Phase Transitions in Large Language Models and the $O(N)$ Model
Youran Sun, Babak Haghighat
TL;DR
This work links large language model scaling to phase-transition physics by recasting the Transformer as an $O(N)$ model. It identifies two distinct transitions: a temperature-driven transition revealing an internal dimension and a higher-depth transition tied to model size, indicating emergent capabilities beyond a critical parameter count around $P_c \approx 7$B. The energy of the $O(N)$ formulation, defined as $E=\frac{1}{L}\sum_{\sigma,\tau} t_\sigma \cdot t_\tau$, serves as a fast indicator of training status and data sufficiency. The results support a renormalization-group–style flow from human to machine language and suggest that large models occupy a different regime from small models, with practical implications for scaling decisions and diagnostic tools.
Abstract
Large language models (LLMs) exhibit unprecedentedly rich scaling behaviors.
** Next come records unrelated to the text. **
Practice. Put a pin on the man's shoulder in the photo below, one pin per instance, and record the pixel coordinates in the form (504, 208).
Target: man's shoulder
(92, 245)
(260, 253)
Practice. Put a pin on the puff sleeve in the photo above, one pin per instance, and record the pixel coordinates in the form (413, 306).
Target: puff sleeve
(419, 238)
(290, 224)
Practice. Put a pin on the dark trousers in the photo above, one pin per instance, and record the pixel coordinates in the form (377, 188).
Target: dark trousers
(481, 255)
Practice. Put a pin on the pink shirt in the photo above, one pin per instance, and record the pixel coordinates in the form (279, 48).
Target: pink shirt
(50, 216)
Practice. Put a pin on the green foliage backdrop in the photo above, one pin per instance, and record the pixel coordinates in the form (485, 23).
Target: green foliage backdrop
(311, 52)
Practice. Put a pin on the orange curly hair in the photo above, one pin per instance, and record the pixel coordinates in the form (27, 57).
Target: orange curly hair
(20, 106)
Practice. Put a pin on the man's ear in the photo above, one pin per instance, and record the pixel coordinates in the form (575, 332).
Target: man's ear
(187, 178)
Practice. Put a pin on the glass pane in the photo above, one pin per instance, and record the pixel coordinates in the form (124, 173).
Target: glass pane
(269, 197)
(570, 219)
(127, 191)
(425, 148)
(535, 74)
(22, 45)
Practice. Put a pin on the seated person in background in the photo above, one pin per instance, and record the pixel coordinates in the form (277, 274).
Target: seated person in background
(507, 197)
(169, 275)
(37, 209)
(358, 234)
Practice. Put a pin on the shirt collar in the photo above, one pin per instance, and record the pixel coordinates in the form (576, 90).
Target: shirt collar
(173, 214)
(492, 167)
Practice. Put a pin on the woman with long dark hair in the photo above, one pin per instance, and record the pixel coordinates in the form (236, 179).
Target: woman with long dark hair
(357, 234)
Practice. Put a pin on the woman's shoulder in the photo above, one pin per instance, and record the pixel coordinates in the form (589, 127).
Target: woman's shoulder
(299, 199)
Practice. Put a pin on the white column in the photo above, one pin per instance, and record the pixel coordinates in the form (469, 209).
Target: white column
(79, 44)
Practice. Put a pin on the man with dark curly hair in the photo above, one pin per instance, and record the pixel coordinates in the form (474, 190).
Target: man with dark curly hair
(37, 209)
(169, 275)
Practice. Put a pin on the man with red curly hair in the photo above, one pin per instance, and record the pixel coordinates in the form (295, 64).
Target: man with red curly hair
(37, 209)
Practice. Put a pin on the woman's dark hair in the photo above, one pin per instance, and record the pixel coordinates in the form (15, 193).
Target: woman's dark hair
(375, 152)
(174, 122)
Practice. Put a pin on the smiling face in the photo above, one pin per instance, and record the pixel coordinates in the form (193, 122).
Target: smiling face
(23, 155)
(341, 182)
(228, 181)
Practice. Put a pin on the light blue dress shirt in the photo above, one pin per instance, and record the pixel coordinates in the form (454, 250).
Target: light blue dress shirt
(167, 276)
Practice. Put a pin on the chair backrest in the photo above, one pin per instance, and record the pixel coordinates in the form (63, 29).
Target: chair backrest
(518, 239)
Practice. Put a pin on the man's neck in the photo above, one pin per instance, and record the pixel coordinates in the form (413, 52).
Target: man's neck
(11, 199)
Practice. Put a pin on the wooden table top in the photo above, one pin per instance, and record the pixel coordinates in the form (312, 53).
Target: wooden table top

In physics, scaling behavior is closely related to phase transitions, critical phenomena, and field theory. To investigate the phase transition phenomena in LLMs, we reformulated the Transformer architecture as an $O(N)$ model. Our study reveals two distinct phase transitions corresponding to the temperature used in text generation and the model's parameter size, respectively. The first phase transition enables us to estimate the internal dimension of the model, while the second phase transition is of \textit{higher-depth} and signals the emergence of new capabilities. As an application, the energy of the $O(N)$ model can be used to evaluate whether an LLM's parameters are sufficient to learn the training data.